Integer variables in Modula-3

Modula 3 is perhaps my favourite language. It has (had — it's practically dead now) most of what I like about java, most of what I like about c++, most of what I like about modula 2, and some unique features.

One of its little greatnesses is in the integer type system.

In modula 3, an unsigned integer is 31 or 63 bits long (as I recall, there are two unsigned integer types, although a tutorial I found on the web now mentions only one). Signed integers are 32 or 64 bits, so if a is a signed integer, a=b always works, regardless of whether b is signed or unsigned.

a=b does not throw exceptions, a=b; b=a does not change the value of b, and the cost of that is merely that you have to start using 64-bit variables at 2147483648 instead of at 4294967296.

Update: I want to expand on that, and compare it to java. The language designers of both java and modula3 understood that confusion or sloppiness with regard to signed and unsigned integers was a significant source of bugs in c/c++. Java solved it by not having unsigned integers, modula3 solved it by reducing their bit width by 1.5-3%.

I have seen many java programs that either output long to formats or protocols where only unsigned numbers are legal, or that read into long when the format clearly says 64 bits unsigned, so I think the java solution isn't very good. They chopped off the problematic feature and instead people use a misfit type. Sometimes it works: In this example it likely works because the sender too, uses a java long, so the so-called 64 bits unsigned ID is really 63-bit. I am not sure whether this kind of bug is preferable to the kind of signed/unsigned bugs in classic c.

Modula3, on the other hand, made the less obvious choice of leaving one bit at zero. The CPU registers are 32 or 64 bits wide, modula3 restrains programs to using 31 or 63 bits. As a result, programmers can still express the unsigned nature of many numbers using the type system, without sign problems. Subtle, well-considered, 97% good.

Fault tolerant programs and programmers

Archiveopteryx git head crashes a bit. Not every day, but some people reports that it crashes every week or month, at random times. Clearly there is a bug. Abhijit and I have discussed it and found a way to contain it, and I've written the code.

But I haven't found a way to push the fix to the master tree. I seem unable to commit and push that code. My soul wants to find the bug and fix it, not contain it.

Meanwhile, I had an appointment with the dentist this morning.
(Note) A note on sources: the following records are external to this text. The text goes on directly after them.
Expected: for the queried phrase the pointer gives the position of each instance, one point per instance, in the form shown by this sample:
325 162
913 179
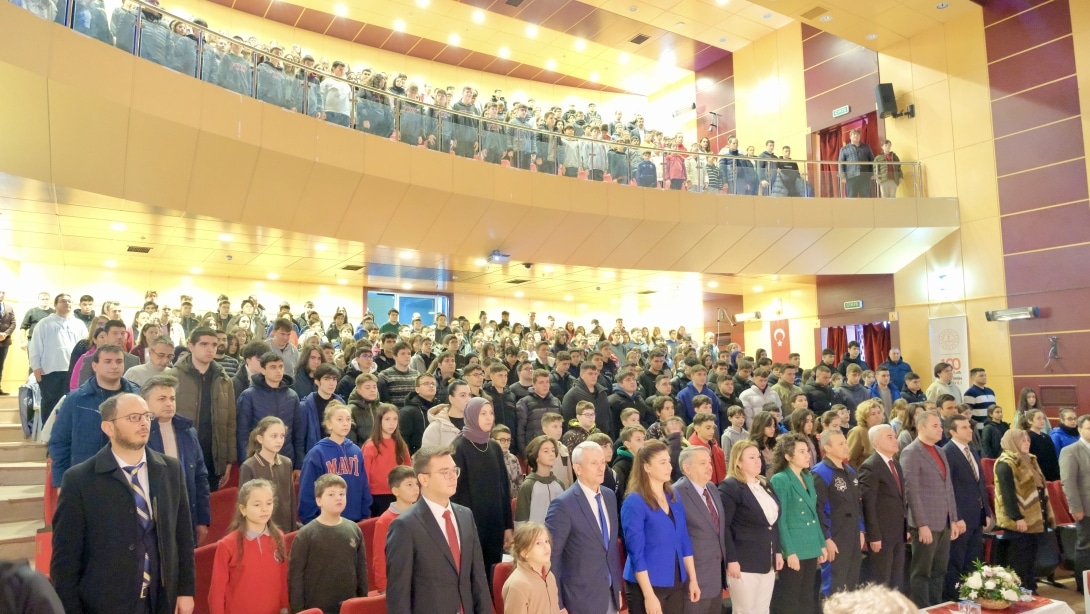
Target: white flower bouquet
991 586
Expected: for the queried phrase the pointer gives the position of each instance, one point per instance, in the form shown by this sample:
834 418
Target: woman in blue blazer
659 553
801 537
751 542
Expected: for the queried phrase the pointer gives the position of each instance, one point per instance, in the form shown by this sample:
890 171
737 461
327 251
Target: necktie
143 517
452 540
968 456
896 478
711 506
602 522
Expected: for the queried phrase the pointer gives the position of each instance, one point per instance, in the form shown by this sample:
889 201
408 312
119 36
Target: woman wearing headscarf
1021 504
483 484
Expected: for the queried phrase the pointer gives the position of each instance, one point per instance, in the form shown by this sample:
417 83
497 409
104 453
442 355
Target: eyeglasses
448 473
135 418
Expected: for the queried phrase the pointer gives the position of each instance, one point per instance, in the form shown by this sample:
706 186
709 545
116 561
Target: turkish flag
780 340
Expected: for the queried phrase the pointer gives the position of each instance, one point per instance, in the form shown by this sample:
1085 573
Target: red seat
365 605
222 503
989 466
204 560
499 575
368 542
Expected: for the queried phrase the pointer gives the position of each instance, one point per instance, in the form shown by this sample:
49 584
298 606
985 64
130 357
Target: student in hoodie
270 394
413 418
338 455
446 421
314 405
174 435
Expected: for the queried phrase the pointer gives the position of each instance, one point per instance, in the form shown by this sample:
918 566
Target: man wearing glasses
77 433
122 538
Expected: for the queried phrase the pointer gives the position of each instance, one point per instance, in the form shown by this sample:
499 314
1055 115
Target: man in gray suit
932 510
1075 476
703 512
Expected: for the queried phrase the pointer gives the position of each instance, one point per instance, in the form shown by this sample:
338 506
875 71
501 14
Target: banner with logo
949 342
780 339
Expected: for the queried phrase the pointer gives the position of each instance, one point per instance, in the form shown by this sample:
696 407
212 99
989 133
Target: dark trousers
968 548
796 591
928 570
1021 556
53 386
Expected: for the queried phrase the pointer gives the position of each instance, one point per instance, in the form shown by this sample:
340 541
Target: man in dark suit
932 510
122 536
973 506
585 558
703 513
882 486
433 553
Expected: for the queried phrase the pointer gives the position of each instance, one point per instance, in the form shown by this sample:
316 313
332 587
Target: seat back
364 605
499 575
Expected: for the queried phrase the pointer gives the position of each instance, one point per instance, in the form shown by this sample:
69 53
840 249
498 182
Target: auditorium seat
365 605
499 575
222 503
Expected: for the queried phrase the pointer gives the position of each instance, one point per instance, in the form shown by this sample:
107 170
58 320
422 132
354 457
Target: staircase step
22 503
22 472
16 539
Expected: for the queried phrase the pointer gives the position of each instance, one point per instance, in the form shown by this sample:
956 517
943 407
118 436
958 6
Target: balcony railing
189 48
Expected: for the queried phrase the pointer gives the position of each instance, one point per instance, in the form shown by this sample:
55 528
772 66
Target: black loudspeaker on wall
886 103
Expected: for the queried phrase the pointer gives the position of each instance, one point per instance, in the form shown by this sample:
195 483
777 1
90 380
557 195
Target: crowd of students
804 466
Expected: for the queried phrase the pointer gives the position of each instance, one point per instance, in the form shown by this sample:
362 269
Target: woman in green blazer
800 532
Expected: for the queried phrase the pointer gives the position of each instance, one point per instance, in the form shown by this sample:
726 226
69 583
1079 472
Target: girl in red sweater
383 452
251 570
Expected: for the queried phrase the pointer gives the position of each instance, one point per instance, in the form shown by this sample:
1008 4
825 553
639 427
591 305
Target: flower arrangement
991 586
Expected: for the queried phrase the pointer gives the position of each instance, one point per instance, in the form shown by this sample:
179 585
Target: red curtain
837 340
875 344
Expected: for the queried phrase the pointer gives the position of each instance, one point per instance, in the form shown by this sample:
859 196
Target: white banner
949 342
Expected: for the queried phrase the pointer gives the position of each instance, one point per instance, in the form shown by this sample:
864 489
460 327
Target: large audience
712 467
In the waiting room I read a fascinating blog post about a Chromium exploit. Sergey Glazunov, clearly an admirably clever hacker, stitched together fourteen bugs, quirks and missed hardening opportunities to form a critical exploit. The bugtracking information for one of the bugs shows that it was reported, discussed for a few days, then it was idle until Sergey leveraged it, and then it was fixed.

Chromium is a nice browser, and I appreciate the hardening and exploit resistance the team has added. I particularly appreciate the team's honesty: They run their pwnium contests and are frank about the results.

But now I am even less happy about making fault tolerant code. I feel that it may be mentally difficult to make a program tolerate faults and at the same time make a programmer not tolerate faults.